Total eclipse of the heart

Denise Wilk with her new sales associate

Denise Wilk with her new sales associate

Denise Wilk and her husband, known as Captain Dan, have spent a combined 29 years as island residents. This year they celebrate 22 years as operators of Eclipse Charters, their tour and whale-watching business. This year also marks their 22nd wedding anniversary.

And with all those years have come plenty of life lessons.

“We have learned to be successful through commitment, being consistent and hanging in there through thick and thin,” she said. “We both have skills that complement each other and together we do most of our own work on the boat … We both have learned to give and take what we need from each other.”

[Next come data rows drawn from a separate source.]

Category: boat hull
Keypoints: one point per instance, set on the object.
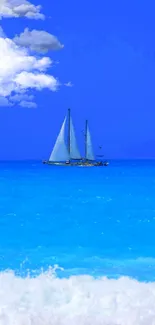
(76, 164)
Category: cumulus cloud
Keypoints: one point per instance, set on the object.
(21, 72)
(28, 104)
(20, 8)
(38, 41)
(21, 97)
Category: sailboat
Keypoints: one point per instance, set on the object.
(69, 154)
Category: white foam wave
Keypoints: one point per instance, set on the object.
(49, 300)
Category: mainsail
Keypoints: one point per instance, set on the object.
(60, 152)
(89, 147)
(74, 150)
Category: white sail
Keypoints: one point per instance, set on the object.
(60, 152)
(74, 151)
(89, 149)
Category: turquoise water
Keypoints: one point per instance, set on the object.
(57, 224)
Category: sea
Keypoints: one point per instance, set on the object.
(77, 245)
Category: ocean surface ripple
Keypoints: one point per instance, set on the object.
(77, 244)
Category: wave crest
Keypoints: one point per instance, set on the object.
(49, 300)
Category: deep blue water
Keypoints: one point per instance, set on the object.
(98, 221)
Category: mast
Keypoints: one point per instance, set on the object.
(86, 130)
(69, 142)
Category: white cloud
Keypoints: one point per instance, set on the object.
(69, 84)
(38, 41)
(26, 80)
(20, 71)
(21, 97)
(24, 103)
(20, 8)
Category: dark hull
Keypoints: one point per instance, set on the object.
(77, 164)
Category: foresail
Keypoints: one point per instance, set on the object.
(74, 150)
(90, 154)
(60, 152)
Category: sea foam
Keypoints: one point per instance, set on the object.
(49, 300)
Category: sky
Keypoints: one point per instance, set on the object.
(95, 57)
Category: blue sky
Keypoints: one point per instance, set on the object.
(109, 59)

Denise has had many accomplishments, such as being named Educator of the Year by the Sustainable San Juans 2010 awards. The Wilks have also made it to the silver screen. In the 1993 movie “Free Willy II,” Denise and Daniel played the “Coastal Marine Patrol,” captaining their 56-foot Orca Express charter boat.

And with plenty of experience under their belts, the Wilks decided two years ago to open the Eclipse Charters Wildlife Store next door to the Nest and beneath the Windermere headquarters.

“We are able to educate people about the stewardship of whales, wildlife and the nature of the islands,” Denise said. “We have been able to get more people out on the water with the store in Eastsound and our store at the ferry landing.”

Denise has selected a variety of native offerings, including wood carvings, silver jewelry, silk screened art, rain jackets, delicate silk-blend scarves in deep blues, greens and mauves, books on native legends, small decorative magnets and brightly hued postcards.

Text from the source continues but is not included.